His first novel, This Side of Paradise, is told by a third-person narrator, who is very much aware of what he is doing, and as much of an egotist as the main character Amory Blaine. "She had been born and brought up in France.... I see I am starting wrong. Let me begin again." The narrator appears very self-conscious of what he is doing. Throughout the novel, the choice to include all of Amory's poems is as much the narrator showing off as it is Amory.
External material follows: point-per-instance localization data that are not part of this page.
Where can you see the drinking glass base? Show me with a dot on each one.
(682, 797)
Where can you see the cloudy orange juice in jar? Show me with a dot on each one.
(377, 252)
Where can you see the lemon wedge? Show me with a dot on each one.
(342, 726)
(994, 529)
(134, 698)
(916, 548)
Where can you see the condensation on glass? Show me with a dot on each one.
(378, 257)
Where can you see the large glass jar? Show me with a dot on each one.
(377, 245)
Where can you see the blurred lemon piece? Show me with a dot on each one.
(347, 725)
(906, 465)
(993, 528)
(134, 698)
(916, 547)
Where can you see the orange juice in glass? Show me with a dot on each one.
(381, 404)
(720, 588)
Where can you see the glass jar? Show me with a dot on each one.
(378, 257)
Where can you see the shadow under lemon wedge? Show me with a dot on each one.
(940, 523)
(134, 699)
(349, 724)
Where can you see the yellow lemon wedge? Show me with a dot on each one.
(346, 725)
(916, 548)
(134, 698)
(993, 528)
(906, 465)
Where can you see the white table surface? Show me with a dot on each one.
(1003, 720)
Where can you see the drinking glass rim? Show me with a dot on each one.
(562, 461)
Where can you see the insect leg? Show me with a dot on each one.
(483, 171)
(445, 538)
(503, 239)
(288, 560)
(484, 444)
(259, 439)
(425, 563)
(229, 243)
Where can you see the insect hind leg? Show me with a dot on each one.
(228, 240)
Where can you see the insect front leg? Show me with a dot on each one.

F. Scott Fitzgerald once said, "the test of a first-rate intelligence is the ability to hold two opposed ideas in the mind at the same time, and still retain the ability to function." And that is exactly the way he wrote the point of view in The Great Gatsby - with this kind of double vision. The story is told from the first-person point of view of Nick Carraway, who both participates in the Jazz Age lifestyle, and observes and judges it. "Do you want to hear about the butler's nose?" Daisy asks him, to which he responds; "That's why I came over to-night." Nick is involved in the lavish, meaningless lifestyles of so many, but he can also evaluate it critically. "I wanted no more riotous excursions with privileged glimpses into the human heart." The double vision he possesses allows us, the readers, to feel the emotion and excitement of living at that time, but to also see the truth.
In his writing, and especially in This Side of Paradise and The Great Gatsby, F. Scott Fitzgerald uses point of view techniques to their fullest potential. Through the different points of view - even in the same novel- Fitzgerald portrays his characters and the world he lived in.